Tragédias são sempre tentadoras para quem quer defender algo
A facilidade com que um caso concreto é convertido em prova moral deveria nos constranger. Não porque seja proibido tirar consequências de tragédias — mas porque há um risco constante de antecipar a interpretação antes de compreender o acontecimento.
Essa menina não chegou ao hospital a tempo. Estava em silêncio. Não fez pré-natal. A família se recusou a responder perguntas. Tudo indica que sua gravidez transcorreu longe do olhar das instituições. Não há heroísmo aqui. Não há lição imediata. Há um fato: uma menina morreu por um tipo de negligência. E esse fato, por si só, deveria ser suficiente para nos fazer pensar antes de tirar qualquer inferência.

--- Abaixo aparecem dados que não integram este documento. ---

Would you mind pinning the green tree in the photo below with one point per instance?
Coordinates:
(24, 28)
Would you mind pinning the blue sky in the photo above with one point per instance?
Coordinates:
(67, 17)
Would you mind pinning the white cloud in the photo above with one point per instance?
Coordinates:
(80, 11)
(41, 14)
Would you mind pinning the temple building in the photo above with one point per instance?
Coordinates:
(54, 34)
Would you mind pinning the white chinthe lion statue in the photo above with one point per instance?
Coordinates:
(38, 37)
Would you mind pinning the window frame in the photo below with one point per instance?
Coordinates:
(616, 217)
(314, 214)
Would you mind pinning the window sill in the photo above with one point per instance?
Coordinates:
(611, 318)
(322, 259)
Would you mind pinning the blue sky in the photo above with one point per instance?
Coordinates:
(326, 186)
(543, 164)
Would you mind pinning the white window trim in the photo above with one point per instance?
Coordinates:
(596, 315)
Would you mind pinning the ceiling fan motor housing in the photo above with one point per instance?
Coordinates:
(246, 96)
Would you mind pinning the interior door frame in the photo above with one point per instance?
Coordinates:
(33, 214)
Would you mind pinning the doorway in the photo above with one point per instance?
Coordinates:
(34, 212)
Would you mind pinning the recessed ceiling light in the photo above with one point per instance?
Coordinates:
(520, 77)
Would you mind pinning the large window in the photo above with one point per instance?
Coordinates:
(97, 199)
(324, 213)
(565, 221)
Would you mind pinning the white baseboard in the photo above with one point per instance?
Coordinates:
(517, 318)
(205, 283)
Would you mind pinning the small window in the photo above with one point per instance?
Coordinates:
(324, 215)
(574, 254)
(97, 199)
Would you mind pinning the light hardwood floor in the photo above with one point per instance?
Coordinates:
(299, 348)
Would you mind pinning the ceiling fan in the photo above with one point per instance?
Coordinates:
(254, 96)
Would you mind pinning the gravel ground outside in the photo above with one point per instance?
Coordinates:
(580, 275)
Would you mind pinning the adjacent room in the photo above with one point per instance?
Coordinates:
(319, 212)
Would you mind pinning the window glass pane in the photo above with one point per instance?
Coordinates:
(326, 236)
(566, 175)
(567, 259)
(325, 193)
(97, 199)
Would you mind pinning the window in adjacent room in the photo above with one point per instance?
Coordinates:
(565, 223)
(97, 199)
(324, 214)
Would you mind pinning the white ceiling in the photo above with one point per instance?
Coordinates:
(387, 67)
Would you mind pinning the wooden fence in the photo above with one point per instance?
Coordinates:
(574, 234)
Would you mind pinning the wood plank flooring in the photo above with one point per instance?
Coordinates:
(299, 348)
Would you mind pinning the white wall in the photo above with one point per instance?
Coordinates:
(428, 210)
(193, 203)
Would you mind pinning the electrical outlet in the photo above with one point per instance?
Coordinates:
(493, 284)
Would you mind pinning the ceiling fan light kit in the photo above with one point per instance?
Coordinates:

Quando uma tragédia é convertida em metáfora, ela perde algo de essencial. A complexidade do caso concreto não se resolve com palavras de ordem. Há uma tentação permanente de purificar o acontecimento, de esvaziá-lo das ambiguidades e ajustá-lo à lógica de um argumento heroico. Mesmo quem tem razão pode se precipitar. Eu queria dar respostas, ter certezas, oferecer grandes soluções. Entretanto, o que me constrange é essa mentalidade triunfalista, que transforma sofrimento em peça de confirmação moral.
Há também outro aspecto: o apelo à exceção como critério de julgamento moral gera distorções. Uma criança estuprada e morta em trabalho de parto não é um caso típico. É um limite. Por isso mesmo, sua função argumentativa deveria ser mínima. Não se pensa com base na anomalia. Ela pode nos afetar, comover, chocar. Contudo, não deve guiar nossas decisões políticas e, principalmente, as morais.
O ponto, portanto, não é o que pensar a partir do caso. É como resistir à vontade de transformá-lo em evidência para o que já se pensa, usá-lo para uma agenda, fazer dele um símbolo. A crítica não é só aos outros. É a mim mesmo. À facilidade com que a indignação pode se alinhar à convicção prévia. Ao modo como o horror parece exigir resposta imediata, quando talvez o mais honesto seja suspender o juízo e não sinalizar virtudes.